After Mary told the others - and of course, they doubted her - Jesus appeared before them all in their hideout, even though He never came through the door. As you can probably imagine, the shock of seeing Him alive was intense, and one was even skeptical until Jesus told him to put his fingers into the nail wounds and the spear hole in His chest.  After spending time with His friends, Jesus ascended into the sky to join His Father as Ruler of the nations and the Redeemer of mankind.

To most people who aren't Christians, it's an interesting story, but they can't quite put their finger on what it is all about.  Jesus is one aspect of the Triune God, just as the Father and the Holy Spirit are the other aspects. How does that work, exactly? I dunno; it's a mystery.  But just because you may not be able to personally witness or understand something, doesn't necessarily mean it never happened or doesn't exist. That's where faith - "the substance of things hoped for, the evidence of things not seen" - comes in to play.

From the very beginning, when Adam and Eve broke the only restriction on their full access of the Garden, mankind has been in rebellion against his Creator. I believe God created man as a type of lesser companion, roughly sort of like fictional superheroes are often portrayed having a generally loyal but non-super sidekick. But because of our inherited rebelliousness, we are forced to try to do everything the hard (ungodly) way, and that gets us into trouble in this world; and because imperfection is incompatible with God, we cannot reside with Him in eternity as we are.  God gave man the gifts of choice and reason (deductive understanding), but we too often choose not to use those reasoning skills, preferring instead to try to satisfy our personal desires - which usually isn't very satisfying in the end.

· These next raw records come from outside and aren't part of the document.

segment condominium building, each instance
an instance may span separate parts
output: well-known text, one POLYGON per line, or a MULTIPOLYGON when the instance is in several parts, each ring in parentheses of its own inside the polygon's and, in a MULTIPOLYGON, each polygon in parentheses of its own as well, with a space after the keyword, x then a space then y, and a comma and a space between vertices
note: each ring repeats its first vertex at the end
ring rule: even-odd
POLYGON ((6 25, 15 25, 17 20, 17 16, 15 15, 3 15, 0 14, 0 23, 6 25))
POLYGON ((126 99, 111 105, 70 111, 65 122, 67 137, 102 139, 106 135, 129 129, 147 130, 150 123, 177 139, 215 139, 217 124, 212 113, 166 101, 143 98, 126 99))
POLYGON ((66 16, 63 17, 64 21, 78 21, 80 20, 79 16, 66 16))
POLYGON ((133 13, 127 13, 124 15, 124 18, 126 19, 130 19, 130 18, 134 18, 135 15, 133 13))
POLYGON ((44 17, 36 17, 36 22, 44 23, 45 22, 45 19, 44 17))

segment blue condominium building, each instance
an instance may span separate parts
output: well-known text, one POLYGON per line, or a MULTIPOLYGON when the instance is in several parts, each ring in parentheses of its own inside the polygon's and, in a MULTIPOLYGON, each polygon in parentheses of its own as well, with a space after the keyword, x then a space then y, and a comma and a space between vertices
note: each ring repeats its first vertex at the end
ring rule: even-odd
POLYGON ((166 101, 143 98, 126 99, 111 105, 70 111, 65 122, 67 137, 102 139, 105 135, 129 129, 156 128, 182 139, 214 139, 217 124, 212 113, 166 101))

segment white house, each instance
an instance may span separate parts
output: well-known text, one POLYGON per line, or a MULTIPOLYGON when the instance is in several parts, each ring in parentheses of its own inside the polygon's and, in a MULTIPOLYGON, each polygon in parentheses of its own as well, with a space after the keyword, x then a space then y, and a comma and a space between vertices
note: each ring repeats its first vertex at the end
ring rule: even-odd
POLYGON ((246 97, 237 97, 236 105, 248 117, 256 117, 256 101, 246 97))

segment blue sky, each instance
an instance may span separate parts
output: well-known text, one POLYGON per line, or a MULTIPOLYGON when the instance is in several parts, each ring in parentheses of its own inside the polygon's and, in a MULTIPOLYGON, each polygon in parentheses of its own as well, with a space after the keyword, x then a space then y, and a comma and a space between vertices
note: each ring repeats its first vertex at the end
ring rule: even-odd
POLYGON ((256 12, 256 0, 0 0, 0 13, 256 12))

So, in order to provide imperfect man with a way back to God's grace (receiving favor we could not earn), He gave man an instruction manual for the human race - the Holy Bible - in which He set up a procudure to help man understand the penalty inherent in sin.  But because we continually ignored His written advice, He sent the perfectly innnocent Son to pay the penalty for all of mankind's sins in the only way possible: personal sacrifice.  This is the way He bestowed mercy (receiving less penalty than we deserve) upon us. Jesus - who came to earth for this very purpose - paid for our sins with His own life, because we cannot earn our way into Heaven. But because sinners (everyone who shares in Adam's crime) cannot enter Heaven, we must adjust our lives to become less an affront to God.  All we have to do is accept His free gift - to believe fully that Jesus went through all that horror for us, and begin trying to live our lives as though we actually appreciate what He did for us.

There it is; the Chuck version of Easter (I prefer the term Resurrection Day) and our hope. I'm not a theologian (and I certainly don't have perfect understanding), but I know that His story is so much deeper than I can explain or that you might be willing to listen to. I only hope this is enough to peak your interest.  If you've stuck with me this long, thanks. And have a Happy Resurrection Day!